There are 120 known species within the dogwood family (Cornaceae) according to The Sibley Guide to Trees, 2009. These species include trees, shrubs and a few herbs. Most dogwood species in North America are shrubs but there are four native species of dogwood trees. Dogwoods can be divided into three major groups based on their flower structure: flowering dogwoods, shrub dogwoods and cornels.

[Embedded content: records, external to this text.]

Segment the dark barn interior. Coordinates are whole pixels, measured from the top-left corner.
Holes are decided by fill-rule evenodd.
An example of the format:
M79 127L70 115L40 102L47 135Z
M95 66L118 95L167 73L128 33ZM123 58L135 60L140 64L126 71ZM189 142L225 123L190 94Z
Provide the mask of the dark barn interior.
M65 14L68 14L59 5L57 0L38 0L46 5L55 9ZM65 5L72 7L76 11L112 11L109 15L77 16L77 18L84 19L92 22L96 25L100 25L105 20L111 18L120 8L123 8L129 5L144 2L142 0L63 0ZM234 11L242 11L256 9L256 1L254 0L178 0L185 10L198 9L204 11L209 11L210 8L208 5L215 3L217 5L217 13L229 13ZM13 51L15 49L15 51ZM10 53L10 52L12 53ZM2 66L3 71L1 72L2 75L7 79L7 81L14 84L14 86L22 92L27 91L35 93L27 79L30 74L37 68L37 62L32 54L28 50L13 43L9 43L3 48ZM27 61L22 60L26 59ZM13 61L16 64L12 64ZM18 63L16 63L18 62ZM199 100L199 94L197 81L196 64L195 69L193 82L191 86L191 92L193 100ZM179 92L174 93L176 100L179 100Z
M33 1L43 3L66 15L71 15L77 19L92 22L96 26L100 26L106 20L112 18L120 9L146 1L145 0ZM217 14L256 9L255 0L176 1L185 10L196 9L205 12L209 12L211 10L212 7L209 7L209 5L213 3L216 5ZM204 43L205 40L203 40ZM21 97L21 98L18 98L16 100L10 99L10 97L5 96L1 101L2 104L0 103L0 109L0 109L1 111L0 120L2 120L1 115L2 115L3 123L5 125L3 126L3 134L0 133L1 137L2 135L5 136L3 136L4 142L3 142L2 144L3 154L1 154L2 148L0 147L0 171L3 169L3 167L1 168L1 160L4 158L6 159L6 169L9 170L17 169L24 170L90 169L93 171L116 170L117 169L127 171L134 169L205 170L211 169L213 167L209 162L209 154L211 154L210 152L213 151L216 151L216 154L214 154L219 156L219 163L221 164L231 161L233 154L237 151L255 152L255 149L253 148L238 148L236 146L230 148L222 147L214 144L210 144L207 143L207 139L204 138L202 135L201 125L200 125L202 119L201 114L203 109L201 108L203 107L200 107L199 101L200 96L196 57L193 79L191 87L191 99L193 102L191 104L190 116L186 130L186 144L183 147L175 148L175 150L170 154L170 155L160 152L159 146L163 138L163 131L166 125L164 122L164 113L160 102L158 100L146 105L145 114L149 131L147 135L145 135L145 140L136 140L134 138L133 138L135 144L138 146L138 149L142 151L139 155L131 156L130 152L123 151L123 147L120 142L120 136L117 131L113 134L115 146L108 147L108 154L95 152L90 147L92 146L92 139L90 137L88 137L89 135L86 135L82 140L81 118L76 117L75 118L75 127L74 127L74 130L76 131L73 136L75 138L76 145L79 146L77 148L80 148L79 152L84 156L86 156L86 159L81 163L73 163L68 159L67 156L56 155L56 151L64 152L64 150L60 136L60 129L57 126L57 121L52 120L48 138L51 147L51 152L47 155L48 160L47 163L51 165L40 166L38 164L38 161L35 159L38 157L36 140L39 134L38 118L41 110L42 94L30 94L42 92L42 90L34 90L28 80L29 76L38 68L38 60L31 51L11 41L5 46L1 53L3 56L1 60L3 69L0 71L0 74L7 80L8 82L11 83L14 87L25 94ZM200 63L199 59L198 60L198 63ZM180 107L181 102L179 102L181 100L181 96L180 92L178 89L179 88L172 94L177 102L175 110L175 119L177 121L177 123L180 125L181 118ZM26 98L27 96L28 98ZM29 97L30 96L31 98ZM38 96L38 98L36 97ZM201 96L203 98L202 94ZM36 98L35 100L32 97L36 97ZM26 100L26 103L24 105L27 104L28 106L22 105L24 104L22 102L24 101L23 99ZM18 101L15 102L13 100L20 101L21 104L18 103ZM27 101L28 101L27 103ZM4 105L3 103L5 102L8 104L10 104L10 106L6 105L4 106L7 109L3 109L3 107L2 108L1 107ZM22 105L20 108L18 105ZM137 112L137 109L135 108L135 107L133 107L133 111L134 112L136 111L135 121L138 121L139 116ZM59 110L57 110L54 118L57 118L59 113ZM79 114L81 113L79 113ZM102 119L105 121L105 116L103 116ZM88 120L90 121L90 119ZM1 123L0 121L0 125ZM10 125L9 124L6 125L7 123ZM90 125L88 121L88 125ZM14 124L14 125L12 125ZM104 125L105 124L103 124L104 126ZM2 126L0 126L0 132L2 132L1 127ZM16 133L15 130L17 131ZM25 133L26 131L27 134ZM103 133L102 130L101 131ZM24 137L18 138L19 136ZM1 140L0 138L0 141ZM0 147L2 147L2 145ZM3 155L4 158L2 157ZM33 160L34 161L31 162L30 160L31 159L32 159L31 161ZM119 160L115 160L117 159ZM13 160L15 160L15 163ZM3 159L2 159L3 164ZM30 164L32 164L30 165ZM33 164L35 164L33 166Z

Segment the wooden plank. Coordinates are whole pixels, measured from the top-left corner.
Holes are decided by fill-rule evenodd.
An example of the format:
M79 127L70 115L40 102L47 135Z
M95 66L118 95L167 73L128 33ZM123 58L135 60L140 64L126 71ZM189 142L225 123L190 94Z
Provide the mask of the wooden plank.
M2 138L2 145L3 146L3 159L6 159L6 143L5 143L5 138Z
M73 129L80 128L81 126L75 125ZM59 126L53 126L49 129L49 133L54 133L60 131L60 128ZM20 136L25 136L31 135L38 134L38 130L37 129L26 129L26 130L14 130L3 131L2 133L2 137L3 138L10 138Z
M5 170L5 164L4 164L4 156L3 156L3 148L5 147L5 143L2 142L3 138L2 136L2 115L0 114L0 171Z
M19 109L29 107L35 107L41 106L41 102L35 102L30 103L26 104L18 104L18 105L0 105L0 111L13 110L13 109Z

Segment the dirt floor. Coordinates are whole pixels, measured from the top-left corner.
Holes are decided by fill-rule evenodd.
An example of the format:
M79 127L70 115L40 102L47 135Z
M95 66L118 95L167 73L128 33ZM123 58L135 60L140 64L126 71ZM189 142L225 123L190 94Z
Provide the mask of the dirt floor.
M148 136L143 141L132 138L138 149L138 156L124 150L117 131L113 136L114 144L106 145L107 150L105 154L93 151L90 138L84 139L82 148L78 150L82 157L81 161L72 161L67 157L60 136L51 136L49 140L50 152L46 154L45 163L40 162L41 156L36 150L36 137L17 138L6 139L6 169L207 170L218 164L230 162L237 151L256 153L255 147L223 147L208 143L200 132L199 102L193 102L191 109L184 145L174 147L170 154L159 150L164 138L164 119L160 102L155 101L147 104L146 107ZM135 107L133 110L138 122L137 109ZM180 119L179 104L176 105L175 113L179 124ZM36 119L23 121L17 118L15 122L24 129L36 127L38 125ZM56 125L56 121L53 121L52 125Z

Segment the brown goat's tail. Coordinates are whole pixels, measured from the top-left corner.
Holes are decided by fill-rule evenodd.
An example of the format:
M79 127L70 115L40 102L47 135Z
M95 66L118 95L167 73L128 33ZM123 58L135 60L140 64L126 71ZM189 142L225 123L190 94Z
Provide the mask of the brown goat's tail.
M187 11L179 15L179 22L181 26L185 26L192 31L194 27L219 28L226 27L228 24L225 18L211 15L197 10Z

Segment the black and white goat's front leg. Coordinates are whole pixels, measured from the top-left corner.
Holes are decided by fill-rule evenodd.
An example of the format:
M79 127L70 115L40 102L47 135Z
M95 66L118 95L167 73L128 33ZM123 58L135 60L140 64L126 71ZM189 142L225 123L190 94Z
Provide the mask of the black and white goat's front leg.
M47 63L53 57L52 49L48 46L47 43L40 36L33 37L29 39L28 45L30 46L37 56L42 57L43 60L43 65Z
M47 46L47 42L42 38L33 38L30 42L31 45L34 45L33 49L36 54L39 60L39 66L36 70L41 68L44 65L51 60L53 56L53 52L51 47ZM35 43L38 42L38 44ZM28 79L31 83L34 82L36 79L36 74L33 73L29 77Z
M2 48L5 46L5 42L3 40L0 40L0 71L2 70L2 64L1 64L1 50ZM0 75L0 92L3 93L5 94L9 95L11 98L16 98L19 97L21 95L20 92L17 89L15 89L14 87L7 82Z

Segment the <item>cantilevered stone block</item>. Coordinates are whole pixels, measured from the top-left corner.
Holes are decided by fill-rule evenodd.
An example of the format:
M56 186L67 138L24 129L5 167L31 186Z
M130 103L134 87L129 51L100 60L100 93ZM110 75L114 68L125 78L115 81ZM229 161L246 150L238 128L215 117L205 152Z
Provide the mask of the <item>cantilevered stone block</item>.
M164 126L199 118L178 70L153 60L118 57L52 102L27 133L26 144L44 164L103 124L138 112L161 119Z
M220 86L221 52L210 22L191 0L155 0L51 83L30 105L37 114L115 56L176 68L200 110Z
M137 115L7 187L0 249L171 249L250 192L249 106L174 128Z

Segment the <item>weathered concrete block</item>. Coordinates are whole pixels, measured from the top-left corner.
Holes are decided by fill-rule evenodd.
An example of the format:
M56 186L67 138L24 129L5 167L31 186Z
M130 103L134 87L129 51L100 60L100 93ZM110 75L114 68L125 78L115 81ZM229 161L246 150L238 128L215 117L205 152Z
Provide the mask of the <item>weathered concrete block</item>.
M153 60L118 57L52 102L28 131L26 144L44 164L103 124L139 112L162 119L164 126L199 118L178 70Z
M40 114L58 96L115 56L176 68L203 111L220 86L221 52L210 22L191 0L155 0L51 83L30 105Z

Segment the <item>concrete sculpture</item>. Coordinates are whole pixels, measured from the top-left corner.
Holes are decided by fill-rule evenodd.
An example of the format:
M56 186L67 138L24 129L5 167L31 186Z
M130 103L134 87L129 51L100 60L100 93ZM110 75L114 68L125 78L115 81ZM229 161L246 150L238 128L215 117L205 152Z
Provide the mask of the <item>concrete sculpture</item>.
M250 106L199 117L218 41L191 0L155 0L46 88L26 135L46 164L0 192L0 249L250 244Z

In general, dogwoods can be recognized as a group by their curved leaf veins that follow the leaf edge back towards the middle-vein, their opposite leaf structure (two ovate leaves at each node), and their berry-like clusters of fruit. The subgenus of flowering dogwoods (Benthamidia), including Flowering Pacific and Kousa Dogwood have stalk-less flowers bordered by large showy white bracts, which are easily mistaken for petals. Members of the subgenus of shrub dogwoods (Swida), including Alternate-leaf and Rough-leaf, have small, white flowers in branched clusters without bracts. The subgenus of cornels (Cornus) has small yellow to greenish white flowers on short stalks, with small bracts. The Cornelian-cherry, and Black-fruit Dogwood are included in this group.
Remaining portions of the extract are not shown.